Submitted Nov. 17, 1993. *Decided Dec. 3, 1993


Before: SCHROEDER, D.W. NELSON, and THOMPSON, Circuit Judges.


MEMORANDUM** 

In these consolidated appeals, James Constant appeals pro se the district court's dismissal of three actions Constant filed against ten federal judges. Constant also appeals the district court's order enjoining him from filing further papers without prior court approval. We have jurisdiction pursuant to 28 U.S.C. § 1291. We affirm.

The history of Constant's litigation is summarized in previous decisions of the Federal Circuit and in the orders of the district court, and we do not repeat it here.

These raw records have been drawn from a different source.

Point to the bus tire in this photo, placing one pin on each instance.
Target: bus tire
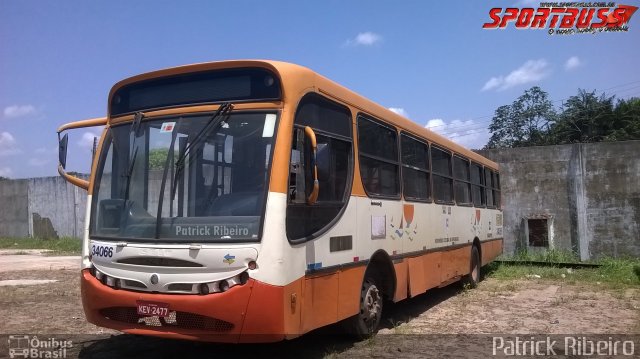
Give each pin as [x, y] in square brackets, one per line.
[473, 278]
[365, 323]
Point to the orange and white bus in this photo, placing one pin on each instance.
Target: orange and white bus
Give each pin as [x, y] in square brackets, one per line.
[252, 201]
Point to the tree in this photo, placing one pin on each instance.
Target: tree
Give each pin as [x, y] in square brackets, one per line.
[585, 117]
[523, 123]
[157, 158]
[626, 121]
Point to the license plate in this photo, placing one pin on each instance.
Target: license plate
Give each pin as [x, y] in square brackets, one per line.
[151, 309]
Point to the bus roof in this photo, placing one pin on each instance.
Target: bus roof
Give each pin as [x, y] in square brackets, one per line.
[298, 79]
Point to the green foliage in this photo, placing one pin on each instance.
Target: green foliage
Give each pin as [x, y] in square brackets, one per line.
[548, 256]
[64, 245]
[611, 272]
[524, 122]
[157, 158]
[531, 120]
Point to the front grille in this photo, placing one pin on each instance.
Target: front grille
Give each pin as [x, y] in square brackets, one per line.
[175, 319]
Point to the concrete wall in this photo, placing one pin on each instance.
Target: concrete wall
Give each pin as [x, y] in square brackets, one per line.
[589, 194]
[14, 211]
[46, 207]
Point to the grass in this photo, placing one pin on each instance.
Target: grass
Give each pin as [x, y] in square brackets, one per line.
[62, 246]
[548, 256]
[611, 272]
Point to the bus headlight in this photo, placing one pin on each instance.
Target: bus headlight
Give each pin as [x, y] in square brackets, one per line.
[223, 285]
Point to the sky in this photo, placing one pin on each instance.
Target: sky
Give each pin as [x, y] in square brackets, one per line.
[430, 61]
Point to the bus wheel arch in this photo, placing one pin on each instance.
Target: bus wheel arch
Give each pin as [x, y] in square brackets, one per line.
[475, 264]
[380, 269]
[378, 285]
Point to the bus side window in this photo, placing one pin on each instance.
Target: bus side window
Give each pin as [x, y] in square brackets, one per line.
[331, 125]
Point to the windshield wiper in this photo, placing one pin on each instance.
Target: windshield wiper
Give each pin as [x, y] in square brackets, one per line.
[218, 117]
[135, 125]
[223, 113]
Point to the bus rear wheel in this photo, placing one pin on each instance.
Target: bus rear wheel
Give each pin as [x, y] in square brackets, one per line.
[366, 322]
[473, 278]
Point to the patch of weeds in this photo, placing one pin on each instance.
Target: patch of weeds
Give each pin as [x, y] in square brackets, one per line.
[61, 246]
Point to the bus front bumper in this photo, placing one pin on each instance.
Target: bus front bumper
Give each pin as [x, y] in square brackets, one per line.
[252, 312]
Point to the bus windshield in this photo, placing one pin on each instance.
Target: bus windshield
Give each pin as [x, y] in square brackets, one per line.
[158, 182]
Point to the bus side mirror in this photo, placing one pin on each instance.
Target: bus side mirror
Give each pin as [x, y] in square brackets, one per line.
[62, 150]
[313, 197]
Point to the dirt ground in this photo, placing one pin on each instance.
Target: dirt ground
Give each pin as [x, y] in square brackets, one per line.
[442, 322]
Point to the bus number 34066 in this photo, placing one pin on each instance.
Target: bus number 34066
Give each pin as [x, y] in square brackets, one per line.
[102, 251]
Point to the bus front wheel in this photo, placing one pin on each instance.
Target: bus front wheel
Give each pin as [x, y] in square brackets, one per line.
[366, 322]
[473, 278]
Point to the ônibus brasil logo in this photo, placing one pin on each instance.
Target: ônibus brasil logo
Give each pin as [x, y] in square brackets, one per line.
[565, 18]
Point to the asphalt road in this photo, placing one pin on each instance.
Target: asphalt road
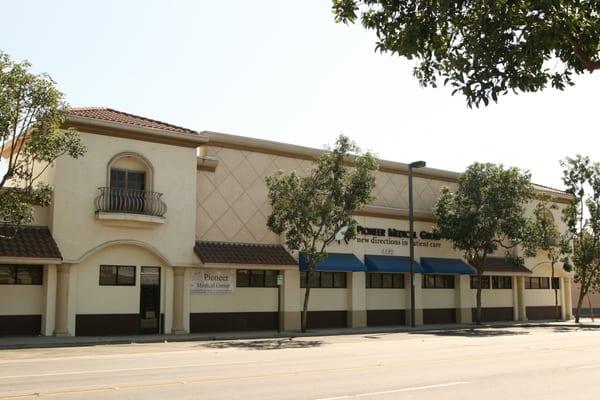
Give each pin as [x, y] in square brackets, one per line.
[508, 363]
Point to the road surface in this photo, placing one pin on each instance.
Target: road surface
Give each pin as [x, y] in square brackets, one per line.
[494, 363]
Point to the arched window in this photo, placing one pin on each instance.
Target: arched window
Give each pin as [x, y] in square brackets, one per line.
[130, 171]
[129, 187]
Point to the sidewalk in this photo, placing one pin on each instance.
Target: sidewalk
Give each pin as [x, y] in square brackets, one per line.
[30, 342]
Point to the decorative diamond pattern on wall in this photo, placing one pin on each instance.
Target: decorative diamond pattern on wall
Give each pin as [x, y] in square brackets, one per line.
[233, 204]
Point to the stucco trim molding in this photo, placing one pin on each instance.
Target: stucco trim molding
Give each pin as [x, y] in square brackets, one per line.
[127, 242]
[30, 260]
[116, 129]
[394, 213]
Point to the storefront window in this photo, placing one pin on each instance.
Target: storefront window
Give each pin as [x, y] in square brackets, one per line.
[256, 278]
[21, 274]
[117, 275]
[485, 282]
[378, 280]
[324, 279]
[438, 282]
[501, 282]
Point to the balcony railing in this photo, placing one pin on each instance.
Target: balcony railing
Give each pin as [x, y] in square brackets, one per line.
[129, 201]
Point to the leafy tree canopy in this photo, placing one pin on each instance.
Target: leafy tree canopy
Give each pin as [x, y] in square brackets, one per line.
[581, 176]
[486, 212]
[31, 114]
[310, 210]
[485, 49]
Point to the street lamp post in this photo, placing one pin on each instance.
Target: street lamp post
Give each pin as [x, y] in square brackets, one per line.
[411, 229]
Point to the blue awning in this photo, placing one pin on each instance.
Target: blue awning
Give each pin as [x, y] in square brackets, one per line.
[451, 266]
[390, 264]
[336, 262]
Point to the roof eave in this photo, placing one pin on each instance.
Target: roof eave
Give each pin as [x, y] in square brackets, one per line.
[110, 128]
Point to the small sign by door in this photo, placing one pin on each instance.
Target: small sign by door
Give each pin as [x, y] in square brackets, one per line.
[212, 281]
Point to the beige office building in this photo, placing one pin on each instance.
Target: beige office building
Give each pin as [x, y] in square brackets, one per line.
[162, 229]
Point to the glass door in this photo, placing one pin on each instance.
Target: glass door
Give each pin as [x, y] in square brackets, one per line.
[150, 300]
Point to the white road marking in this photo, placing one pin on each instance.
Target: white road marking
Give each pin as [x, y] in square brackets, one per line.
[589, 366]
[99, 371]
[409, 389]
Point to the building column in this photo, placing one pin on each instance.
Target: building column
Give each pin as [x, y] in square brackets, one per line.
[418, 299]
[522, 315]
[168, 327]
[568, 303]
[464, 313]
[291, 307]
[357, 300]
[178, 295]
[65, 301]
[49, 313]
[515, 292]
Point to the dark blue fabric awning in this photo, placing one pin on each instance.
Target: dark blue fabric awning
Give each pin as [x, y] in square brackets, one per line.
[452, 266]
[336, 262]
[390, 264]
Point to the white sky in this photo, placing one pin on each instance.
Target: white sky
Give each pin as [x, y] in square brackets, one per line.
[284, 71]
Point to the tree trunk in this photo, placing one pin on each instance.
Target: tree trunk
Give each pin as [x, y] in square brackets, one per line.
[556, 310]
[478, 313]
[579, 303]
[305, 306]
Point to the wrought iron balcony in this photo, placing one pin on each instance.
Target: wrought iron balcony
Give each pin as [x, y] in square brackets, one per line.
[116, 200]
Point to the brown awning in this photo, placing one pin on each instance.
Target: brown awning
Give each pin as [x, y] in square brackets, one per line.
[243, 253]
[28, 242]
[500, 264]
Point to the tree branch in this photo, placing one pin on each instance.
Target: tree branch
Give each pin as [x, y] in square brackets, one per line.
[587, 62]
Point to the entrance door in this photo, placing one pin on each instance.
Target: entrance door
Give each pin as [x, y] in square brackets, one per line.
[150, 300]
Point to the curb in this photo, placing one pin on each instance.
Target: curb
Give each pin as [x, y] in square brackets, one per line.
[69, 342]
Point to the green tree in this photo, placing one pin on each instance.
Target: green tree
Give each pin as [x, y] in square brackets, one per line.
[486, 212]
[548, 239]
[582, 215]
[31, 138]
[310, 210]
[484, 49]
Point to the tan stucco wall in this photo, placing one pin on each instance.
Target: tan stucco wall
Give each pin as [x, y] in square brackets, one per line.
[241, 300]
[75, 227]
[492, 298]
[386, 299]
[233, 204]
[21, 299]
[95, 299]
[439, 298]
[326, 299]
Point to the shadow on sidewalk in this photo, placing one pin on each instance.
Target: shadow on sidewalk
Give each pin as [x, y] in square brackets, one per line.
[267, 344]
[482, 332]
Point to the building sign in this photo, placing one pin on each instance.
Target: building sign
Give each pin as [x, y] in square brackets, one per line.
[212, 281]
[397, 237]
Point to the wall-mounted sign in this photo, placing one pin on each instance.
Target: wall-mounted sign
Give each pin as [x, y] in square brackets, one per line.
[212, 281]
[397, 237]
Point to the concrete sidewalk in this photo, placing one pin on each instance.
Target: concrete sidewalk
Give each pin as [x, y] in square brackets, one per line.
[30, 342]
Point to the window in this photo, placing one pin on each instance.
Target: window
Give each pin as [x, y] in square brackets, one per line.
[376, 280]
[117, 275]
[537, 282]
[501, 282]
[485, 282]
[438, 282]
[21, 274]
[324, 279]
[256, 278]
[125, 179]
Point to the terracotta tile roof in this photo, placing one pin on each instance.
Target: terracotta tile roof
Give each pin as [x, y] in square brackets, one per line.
[243, 253]
[109, 114]
[28, 241]
[549, 189]
[499, 264]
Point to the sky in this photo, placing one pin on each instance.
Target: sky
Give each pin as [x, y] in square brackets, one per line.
[284, 70]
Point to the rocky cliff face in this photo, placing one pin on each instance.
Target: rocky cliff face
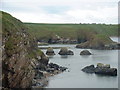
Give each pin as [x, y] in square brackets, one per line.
[19, 54]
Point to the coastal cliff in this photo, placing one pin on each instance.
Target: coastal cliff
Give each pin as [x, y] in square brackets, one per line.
[19, 54]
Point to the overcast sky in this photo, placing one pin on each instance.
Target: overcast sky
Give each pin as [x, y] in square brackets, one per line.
[63, 11]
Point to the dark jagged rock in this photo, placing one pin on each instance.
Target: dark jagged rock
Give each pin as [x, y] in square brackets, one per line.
[85, 52]
[50, 51]
[65, 51]
[106, 71]
[101, 69]
[52, 67]
[21, 56]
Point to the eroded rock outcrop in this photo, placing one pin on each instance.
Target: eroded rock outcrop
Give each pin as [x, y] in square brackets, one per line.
[101, 69]
[50, 51]
[85, 52]
[65, 51]
[19, 54]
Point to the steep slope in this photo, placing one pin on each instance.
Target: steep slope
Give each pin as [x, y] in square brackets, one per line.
[19, 54]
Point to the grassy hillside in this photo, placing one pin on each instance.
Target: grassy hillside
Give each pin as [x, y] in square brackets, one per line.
[45, 31]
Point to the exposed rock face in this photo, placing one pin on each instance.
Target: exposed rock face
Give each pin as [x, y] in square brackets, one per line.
[89, 69]
[65, 51]
[101, 69]
[19, 57]
[50, 51]
[85, 52]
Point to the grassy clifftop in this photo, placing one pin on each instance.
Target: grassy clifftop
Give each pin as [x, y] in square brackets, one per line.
[45, 31]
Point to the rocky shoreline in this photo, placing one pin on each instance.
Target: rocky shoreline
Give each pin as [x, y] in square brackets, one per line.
[42, 77]
[101, 69]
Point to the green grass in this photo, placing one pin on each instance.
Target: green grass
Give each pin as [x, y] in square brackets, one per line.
[73, 31]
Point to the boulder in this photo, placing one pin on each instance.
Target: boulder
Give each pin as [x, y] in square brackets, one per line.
[106, 71]
[85, 52]
[89, 69]
[101, 69]
[70, 52]
[100, 65]
[50, 51]
[65, 51]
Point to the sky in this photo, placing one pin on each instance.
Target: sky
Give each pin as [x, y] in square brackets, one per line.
[63, 11]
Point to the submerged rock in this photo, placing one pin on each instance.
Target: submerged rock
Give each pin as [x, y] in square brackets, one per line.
[85, 52]
[89, 69]
[101, 69]
[50, 51]
[106, 71]
[65, 51]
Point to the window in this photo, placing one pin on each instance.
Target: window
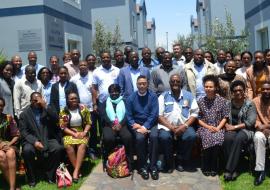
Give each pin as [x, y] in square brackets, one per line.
[74, 3]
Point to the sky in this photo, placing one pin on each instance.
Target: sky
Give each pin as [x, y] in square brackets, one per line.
[172, 16]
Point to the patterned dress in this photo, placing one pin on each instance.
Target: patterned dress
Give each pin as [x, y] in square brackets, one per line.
[64, 122]
[212, 111]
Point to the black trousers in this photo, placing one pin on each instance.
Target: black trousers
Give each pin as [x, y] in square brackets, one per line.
[147, 148]
[109, 140]
[233, 143]
[210, 159]
[47, 163]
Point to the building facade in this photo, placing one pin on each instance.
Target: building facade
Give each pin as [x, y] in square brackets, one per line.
[48, 27]
[257, 16]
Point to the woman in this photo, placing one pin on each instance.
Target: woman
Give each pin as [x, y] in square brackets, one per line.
[61, 89]
[246, 59]
[45, 76]
[227, 78]
[75, 122]
[9, 135]
[209, 56]
[113, 113]
[213, 116]
[240, 128]
[6, 86]
[257, 74]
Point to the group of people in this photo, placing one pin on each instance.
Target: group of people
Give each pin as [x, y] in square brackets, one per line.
[155, 106]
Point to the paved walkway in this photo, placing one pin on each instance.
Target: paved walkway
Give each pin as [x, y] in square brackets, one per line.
[99, 180]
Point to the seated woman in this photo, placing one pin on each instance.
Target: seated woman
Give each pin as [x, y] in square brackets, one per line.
[240, 128]
[75, 122]
[213, 115]
[9, 135]
[113, 113]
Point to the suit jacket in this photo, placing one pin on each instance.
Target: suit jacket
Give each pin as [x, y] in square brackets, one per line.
[125, 80]
[54, 101]
[30, 130]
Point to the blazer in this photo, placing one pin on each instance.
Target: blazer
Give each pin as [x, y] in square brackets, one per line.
[125, 80]
[54, 101]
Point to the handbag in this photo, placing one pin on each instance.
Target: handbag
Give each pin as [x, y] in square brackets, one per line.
[63, 177]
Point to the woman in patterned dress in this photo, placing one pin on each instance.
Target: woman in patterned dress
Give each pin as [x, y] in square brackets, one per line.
[213, 115]
[75, 122]
[9, 135]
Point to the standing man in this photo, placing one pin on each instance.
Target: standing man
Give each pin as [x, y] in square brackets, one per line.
[178, 58]
[142, 113]
[36, 121]
[23, 89]
[178, 111]
[128, 76]
[32, 59]
[73, 65]
[146, 60]
[195, 71]
[160, 76]
[262, 126]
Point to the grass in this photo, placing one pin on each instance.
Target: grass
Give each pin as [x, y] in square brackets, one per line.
[87, 167]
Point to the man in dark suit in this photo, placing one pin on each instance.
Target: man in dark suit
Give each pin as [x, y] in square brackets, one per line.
[36, 124]
[128, 75]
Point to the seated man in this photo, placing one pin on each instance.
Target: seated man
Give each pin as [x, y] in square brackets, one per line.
[178, 111]
[142, 113]
[262, 126]
[36, 122]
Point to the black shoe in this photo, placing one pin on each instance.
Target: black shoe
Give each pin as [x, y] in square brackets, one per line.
[179, 168]
[227, 176]
[154, 175]
[260, 178]
[144, 173]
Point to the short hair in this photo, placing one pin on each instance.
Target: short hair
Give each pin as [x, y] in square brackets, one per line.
[40, 71]
[212, 78]
[114, 87]
[3, 65]
[247, 52]
[3, 100]
[237, 83]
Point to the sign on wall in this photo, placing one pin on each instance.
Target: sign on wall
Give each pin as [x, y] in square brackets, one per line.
[30, 40]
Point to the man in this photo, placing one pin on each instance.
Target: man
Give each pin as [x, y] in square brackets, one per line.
[146, 60]
[16, 60]
[54, 65]
[142, 113]
[178, 58]
[195, 71]
[32, 58]
[23, 89]
[178, 111]
[160, 76]
[159, 54]
[262, 126]
[36, 122]
[119, 59]
[83, 81]
[128, 76]
[221, 62]
[188, 53]
[73, 65]
[127, 51]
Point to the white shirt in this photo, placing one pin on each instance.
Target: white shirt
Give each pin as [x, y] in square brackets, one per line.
[84, 86]
[103, 78]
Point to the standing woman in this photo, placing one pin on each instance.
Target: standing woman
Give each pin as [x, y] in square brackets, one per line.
[75, 122]
[6, 86]
[213, 116]
[9, 135]
[45, 76]
[257, 75]
[61, 89]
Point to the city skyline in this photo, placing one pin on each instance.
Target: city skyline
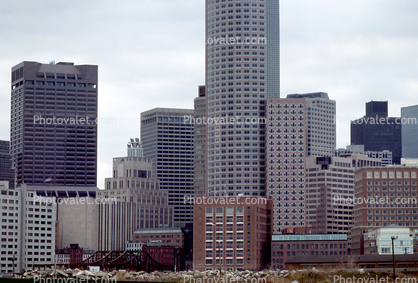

See Constant v. United States, 929 F.2d 654, 656 (Fed. Cir.), cert. denied, 111 S. Ct. 2799 (1991); Constant v. Advanced Micro-Devices, Inc., 848 F.2d 1560 (Fed. Cir.), cert. denied, 488 U.S. 892 (1988). After Constant's numerous district court actions were decided adversely to him, and faced with numerous sanctions awards imposed by various U.S. district and appellate courts for his frivolous litigation, Constant filed for bankruptcy. In re Constant, Bk. No. LA-89-19270-KL (Bankr.C.D. Cal.) .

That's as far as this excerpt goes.